In Feb 25, I attended the last day of CICLing 2011 (International Conference on Intelligent Text Processing and Computational Linguistics) at Waseda University, Japan.
I enjoyed very much so this is my first time to attend international conferences.
Well, I’ll write my impressions for several sessions.
Christopher D. Manning: Part-of-Speech Tagging from 97% to 100%: Is It Time for Some Linguistics?
It is timely so I’ve just read Chapter 10 of “Foundations of Statistical Natural Language Processing”(FSNLP).
FSNLP which was published in 1999 said POS taggers have 97% accuracy, and this session said the current best taggers have also 97% accuracy. In the last decade, the accuracy of POS taggers have mainly improved for unknown words. Then analyzing the tag errors prove that mistakes in training data cause 40% over of the errors.

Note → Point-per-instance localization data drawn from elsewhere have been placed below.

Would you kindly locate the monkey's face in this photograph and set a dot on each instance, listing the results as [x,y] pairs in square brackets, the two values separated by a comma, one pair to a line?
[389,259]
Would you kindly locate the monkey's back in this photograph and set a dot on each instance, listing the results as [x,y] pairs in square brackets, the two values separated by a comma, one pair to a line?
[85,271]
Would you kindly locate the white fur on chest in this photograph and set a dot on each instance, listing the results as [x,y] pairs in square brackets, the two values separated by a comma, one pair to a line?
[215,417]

So he claims it needs to improve not only models and features but the traning data for nearly 100% accuracy. The thought seems very natural for me, as engineers.
This session’s paper can be found at Manning’s site.

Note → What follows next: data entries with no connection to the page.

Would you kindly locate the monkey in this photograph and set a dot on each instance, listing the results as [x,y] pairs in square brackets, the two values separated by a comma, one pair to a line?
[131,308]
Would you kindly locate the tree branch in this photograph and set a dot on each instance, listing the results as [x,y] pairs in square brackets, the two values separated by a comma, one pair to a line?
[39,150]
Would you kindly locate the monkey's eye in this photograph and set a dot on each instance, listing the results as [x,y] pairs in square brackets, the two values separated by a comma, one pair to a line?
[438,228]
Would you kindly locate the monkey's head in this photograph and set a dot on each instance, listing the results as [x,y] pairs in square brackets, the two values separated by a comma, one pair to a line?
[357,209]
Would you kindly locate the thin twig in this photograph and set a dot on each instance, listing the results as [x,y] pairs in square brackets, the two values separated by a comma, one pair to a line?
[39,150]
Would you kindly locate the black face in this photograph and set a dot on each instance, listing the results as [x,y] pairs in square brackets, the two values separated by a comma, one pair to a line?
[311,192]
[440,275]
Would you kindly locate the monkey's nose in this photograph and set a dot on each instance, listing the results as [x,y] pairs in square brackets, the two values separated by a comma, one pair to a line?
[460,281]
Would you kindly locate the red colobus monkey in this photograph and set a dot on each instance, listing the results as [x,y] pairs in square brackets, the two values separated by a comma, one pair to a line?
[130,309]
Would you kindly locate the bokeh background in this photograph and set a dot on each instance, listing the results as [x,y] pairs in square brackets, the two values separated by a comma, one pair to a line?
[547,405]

Dongwoo Kim, Alice Oh: Topic Chains for Understanding a News Corpus
This is about news tracking over time using LDA (Latent Dirichlet Allocation). It clusters news by some metrics (as similarities) between topic probabilities of documents.
The used similarity metrics are Cosine similarity, Jaccard’s coefficient, Kendall’s tau coefficient, Discounted cumulative gain, KL divergence and Jensen-Shannon divergence. But I wonder how about using inner product as metrics.
It is more consistent than cosine similarity so the inner product between topic probabilities of documents means the probability that both documents have the same topic.
Hiram Calvo, Kentaro Inui, Yuji Matsumoto: Co-related Verb Argument Selectional Preferences
This is about selectional preferences. The normal selectional preferences independently solve common usages of subject and object for verbs, while this proposal handles co-occurence of subject and objective noun. So it doesn’t allow a strange phrase like “Human eats grass”.
This uses SVM with features as PLSI (Probabilistic Latent Semantic Indexes) and PMI (Pointwise Mutual Information). I reckon this idea can be applied other problems.
This session wins the first place of Best paper award.